Conference talks from my personal archive
by anne-decusatis
When I took down my previous blog in 2020 for personal safety reasons, the major thing it contained was overviews of technical talks I have given. This post contains links and context throughout my career that I still want to reshare in 2025.
Stay Hydrated: similarities between Python programming and swordfighting (5 min)
Presented at PyCon Lightning Talks, May 2024.
Slides and speaker notes.
How To Eliminate Surprises In Your Data (30 min)
Note from 2025: I no longer wish to remain complicit in building the professional reputation of Jon Pretty, including by using his software such as Magnolia. I don’t care about what happened in UK court since then, and I still believe Yifan. I have no further interest in being a part of the Scala community after this and several other community issues over the years I actively wrote Scala: example one, example two.
How To Eliminate Surprises In Your Data was co-written and co-presented with my then-coworker Idrees Khan.
Presented at Scale By The Bay, November 2019 (slides, speaker notes); Northeast Scala Symposium, March 2020 (slides).
Accepted to Scala Matsuri, June 2020; had to withdraw as travel from the US to Japan wasn’t possible in June 2020.
Abstract: How do you know you can trust the accuracy of the data flowing through a pipeline, and the insights derived from it? At Spotify, we have an infrastructure team focused on data quality to address this problem. From the cultural changes we’re making to give data engineers a quality mindset, to the specific tools we’ve written, we’ll explain how we increase confidence and eliminate surprises in our data contents, and how we approach problems in the wide space of ‘data quality.’ You’ll learn about a few key moments in the pipeline lifecycle when data quality might be compromised, and the approach we took to improving them.
You can run (almost) anything on the JVM, so why not run everything on the same JVM?! The magic of interoperability! (8 min)
Presented at Spotify internal Data & Insights conference, May 2019.
The slides and demo code are available.
Further bits and pieces:
GraalVM – not covered in this talk, a different virtual machine to run Java bytecode and other things on
Languages I wanted to include but didn’t yet:
- Haskell – sbt plugin hasn’t been updated in a while & shells out to an unsupported/broken version of their runtime env - could rewrite
- OCaml – last updated 2015 - in OCaml website the hello world program doesn’t print anything - it’s a tree traversal
- PHP
A Pop Punk Introduction to Scala (20 min)
Presented at QueensJS Meetup, February 2018.
Abstract: Over the past few years, I’ve learned a lot about the functional programming language Scala, and grown to appreciate it.
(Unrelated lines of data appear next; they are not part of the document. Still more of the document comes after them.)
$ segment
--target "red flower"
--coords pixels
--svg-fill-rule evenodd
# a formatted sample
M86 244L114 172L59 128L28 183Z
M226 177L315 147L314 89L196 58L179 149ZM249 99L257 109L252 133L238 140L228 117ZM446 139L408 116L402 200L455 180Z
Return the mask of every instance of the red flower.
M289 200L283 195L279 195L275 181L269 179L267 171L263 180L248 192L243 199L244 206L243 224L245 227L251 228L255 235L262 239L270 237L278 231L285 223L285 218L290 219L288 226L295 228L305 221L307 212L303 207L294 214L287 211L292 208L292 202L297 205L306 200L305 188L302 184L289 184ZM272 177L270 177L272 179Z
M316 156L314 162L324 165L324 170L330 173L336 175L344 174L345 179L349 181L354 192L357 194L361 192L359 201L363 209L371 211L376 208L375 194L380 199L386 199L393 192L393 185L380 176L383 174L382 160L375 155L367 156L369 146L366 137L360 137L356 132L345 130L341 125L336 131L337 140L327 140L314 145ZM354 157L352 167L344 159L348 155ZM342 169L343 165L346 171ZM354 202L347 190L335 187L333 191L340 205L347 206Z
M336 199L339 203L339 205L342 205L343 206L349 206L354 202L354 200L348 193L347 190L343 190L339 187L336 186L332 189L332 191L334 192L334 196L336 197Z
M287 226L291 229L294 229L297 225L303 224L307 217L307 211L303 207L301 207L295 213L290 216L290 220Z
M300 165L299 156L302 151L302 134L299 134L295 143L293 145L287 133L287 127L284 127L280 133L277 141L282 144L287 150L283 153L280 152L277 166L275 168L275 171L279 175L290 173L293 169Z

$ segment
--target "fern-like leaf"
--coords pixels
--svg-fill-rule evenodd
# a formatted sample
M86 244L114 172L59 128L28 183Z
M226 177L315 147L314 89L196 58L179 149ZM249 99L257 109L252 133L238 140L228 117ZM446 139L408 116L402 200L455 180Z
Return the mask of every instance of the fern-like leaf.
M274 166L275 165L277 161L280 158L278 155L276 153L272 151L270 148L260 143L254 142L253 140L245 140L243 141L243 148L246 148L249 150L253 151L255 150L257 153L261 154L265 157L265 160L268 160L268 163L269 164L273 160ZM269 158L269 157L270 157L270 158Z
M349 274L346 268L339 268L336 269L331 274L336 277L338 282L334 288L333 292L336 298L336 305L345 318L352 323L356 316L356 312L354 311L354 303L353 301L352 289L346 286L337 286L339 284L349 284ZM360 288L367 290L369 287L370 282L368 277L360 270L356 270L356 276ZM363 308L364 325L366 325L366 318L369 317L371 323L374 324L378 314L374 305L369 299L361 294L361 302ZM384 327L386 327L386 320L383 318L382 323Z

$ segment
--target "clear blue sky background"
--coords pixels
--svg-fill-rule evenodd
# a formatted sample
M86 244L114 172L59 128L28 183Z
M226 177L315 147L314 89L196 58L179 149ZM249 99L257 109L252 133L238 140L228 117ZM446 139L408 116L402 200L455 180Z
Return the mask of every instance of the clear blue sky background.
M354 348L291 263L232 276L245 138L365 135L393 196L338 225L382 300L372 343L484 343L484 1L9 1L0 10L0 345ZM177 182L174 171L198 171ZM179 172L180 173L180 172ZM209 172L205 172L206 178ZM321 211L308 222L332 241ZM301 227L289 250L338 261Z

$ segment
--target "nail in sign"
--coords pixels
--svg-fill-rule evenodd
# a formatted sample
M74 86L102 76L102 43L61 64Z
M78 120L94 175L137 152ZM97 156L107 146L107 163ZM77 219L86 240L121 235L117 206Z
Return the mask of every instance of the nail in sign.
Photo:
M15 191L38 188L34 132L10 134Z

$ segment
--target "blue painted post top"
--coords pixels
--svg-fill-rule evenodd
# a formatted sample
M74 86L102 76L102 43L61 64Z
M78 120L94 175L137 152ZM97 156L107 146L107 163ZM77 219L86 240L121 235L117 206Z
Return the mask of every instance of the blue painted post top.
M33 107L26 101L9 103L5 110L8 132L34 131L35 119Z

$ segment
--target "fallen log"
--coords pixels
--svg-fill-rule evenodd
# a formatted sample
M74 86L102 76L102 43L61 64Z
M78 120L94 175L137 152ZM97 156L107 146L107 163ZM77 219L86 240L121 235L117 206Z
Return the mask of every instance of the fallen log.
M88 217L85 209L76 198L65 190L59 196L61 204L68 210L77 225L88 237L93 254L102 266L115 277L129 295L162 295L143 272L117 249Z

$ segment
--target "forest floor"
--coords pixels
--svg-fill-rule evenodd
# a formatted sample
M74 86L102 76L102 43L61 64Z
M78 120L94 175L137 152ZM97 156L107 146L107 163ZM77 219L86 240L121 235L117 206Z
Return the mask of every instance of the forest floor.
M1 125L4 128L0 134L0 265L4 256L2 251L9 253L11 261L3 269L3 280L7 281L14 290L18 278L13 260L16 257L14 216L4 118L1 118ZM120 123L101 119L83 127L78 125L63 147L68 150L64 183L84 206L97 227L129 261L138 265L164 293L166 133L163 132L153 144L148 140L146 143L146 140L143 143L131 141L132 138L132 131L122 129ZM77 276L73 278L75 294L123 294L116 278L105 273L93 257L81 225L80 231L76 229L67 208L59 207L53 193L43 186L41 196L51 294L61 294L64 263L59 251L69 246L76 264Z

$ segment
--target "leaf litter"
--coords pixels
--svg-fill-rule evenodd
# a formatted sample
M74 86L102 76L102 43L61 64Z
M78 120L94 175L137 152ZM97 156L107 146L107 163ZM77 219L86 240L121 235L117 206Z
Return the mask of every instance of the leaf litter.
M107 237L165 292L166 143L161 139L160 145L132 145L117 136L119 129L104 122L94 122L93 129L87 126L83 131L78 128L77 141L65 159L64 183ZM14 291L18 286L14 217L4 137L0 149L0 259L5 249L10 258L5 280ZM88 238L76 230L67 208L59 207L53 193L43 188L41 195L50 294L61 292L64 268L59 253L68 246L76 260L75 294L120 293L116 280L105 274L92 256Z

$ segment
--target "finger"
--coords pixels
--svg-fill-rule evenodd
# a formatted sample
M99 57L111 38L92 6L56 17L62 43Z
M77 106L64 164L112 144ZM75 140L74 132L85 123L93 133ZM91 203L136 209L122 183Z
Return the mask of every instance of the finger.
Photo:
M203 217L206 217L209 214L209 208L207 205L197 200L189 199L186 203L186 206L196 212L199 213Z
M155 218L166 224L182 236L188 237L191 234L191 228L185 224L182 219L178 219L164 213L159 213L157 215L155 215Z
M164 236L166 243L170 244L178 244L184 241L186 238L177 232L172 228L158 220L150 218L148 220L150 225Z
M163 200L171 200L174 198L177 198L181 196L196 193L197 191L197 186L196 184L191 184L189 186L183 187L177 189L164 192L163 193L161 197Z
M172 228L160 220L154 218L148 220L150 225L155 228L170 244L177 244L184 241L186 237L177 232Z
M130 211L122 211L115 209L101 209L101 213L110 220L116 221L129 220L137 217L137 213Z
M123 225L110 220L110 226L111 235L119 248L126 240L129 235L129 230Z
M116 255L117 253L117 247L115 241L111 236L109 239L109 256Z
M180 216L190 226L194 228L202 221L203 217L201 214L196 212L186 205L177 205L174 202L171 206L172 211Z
I’ve also come to truly embrace, rather than be embarrassed about, some of the music I enjoy. Scala doesn’t make me want to leave this town and run forever [1] – let me explain some concepts of how it works, through 🎶the power of song🎶. You’ll leave this talk with a basic understanding of how to adapt functional patterns you may be familiar with from other languages into Scala idioms. ( [1] Yellowcard, Ocean Avenue)
Links: Spotify playlist containing all of the songs I excerpted (note, several songs contain profanity, use your best judgment): https://open.spotify.com/user/precisememory/playlist/3NSMipHDzfs5Vb6Aubfpin.
Slides, with embedded autoplaying mp4 files, in .odp format (I made them in LibreOffice): download
More than Binary: Inclusive Gender Collection and You (30-45 min)
Note from 2025: I’m no longer comfortable sharing the content of this talk widely, primarily due to changes in the political landscape since I initially wrote and presented it in 2016.
Presented at PyCon, May 2016; Open Source Bridge, May 2016. Women in Open Source Camp at the UN, June 2016.
My favorite Unicode character: the zero width joiner! (20 min)
Presented at !!Con, May 2016.
My favorite Unicode character: the zero-width joiner!
Abstract: Some people have favorite numbers, and since character encodings are basically mappings from binary numbers to characters, I think it’s pretty much equivalent to say I have a favorite character! U+200D ZERO WIDTH JOINER (ZWJ) is used to combine separate characters, usually in Indic and Arabic scripts. In my life as an English speaker and writer, it’s used to make combinations of emoji, such as 👩+❤️+👩= 👩❤️👩. I’ll talk about how and why this works, and how it might affect the text that users submit and you display. (If the emoji in this abstract don’t combine into one image on the right, try viewing on a recently updated smartphone.)
Script is here and slides, which display the images even if you don’t have the correct font installed, are here.
You can install the EmojiOne font I used to create the slides here.
A list of all emoji ZWJ sequences out in the world, from the Unicode Consortium
Divide and Conquer: Starting MergeSort, A Feminist Hackerspace In NYC (8 min)
Note from 2025: MergeSort no longer exists as of 2018 and these slides are in an annoying format, so I don’t feel the need to share them.
Presented at World Maker Faire, Queens NY, September 2015.